The Great Unbundling of Google Search
The unlikely challengers to Google’s home field advantage for informational search and why I’m bullish on Google.
“Gentlemen, there’s only two ways I know of to make money: bundling and unbundling.” -Jim Barksdale, CEO Netscape
Bundling and Unbundling of Search
Google has been in the bundling game for search since its inception. They started with websites, then made it the company’s mission to “organize the world’s information.” This meant adding books, images, videos, maps, and even information about the ocean floor. To fight the natural compartmentalism of search results, Google launched universal search back in 2007 to continue to force the bundle.
To be sure, various attempts at unbundling Google search has been going on for a long time. As shown in the image below, the most monetizable queries are often for insurance, travel, and some navigation queries (to specific sites). I’m skipping over the “iphone” related queries on my speculation that was due to the imminent iPhone launch and not representative of steady state queries.

It’s no wonder that the travel vertical has seen a lot of competition, e.g. Kayak, Tripadvisor, Airbnb, and that Booking.com is one of Google’s largest advertisers.
Types of Searches
If vertical search unbundling has been happening for a while, what is different about this moment in time? It helps to break out the categories of types of searches by the following:
Navigational queries: searches made to retrieve the URL of a specific website for which the user is looking. Examples of navigational searches from the list above include Uber, Comcast, Xfinity, Hulu and AT&T.

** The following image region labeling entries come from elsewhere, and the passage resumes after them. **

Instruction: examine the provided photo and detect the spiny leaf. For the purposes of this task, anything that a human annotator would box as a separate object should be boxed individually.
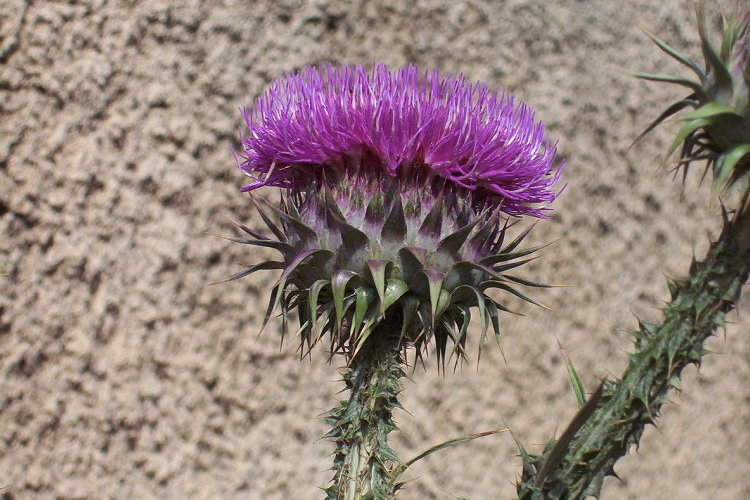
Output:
[213,234,292,254]
[641,27,705,80]
[557,340,586,408]
[713,144,750,191]
[498,222,536,254]
[380,192,406,242]
[278,248,333,283]
[367,260,391,314]
[250,193,286,241]
[482,280,551,311]
[396,429,510,476]
[631,73,706,99]
[331,269,357,331]
[667,118,711,156]
[479,242,553,266]
[419,194,443,239]
[696,4,732,85]
[209,260,285,285]
[227,217,269,240]
[534,382,604,488]
[352,286,376,333]
[258,277,286,335]
[630,94,699,148]
[398,293,420,346]
[680,102,742,121]
[422,269,445,327]
[383,278,409,311]
[271,207,318,244]
[435,217,480,258]
[308,279,330,331]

Informational queries: searches made to learn about a topic or answer a question. Commonly preceded by “how to” or “what is,” informational queries can be for factual, educational, news, financial, scientific or other content.
Transactional queries: searches made in connection with a purchase or transaction. Examples include “best digital camera,” or “hotels in LA”, or “restaurants with dosa”.
As you can imagine, most of the vertical search unbundling has historically been in the third category, transactional queries, because they tend to be the most monetizable. Keywords associated with booking travel, searching for insurance, or purchasing an e-commerce item, will have higher advertiser interest.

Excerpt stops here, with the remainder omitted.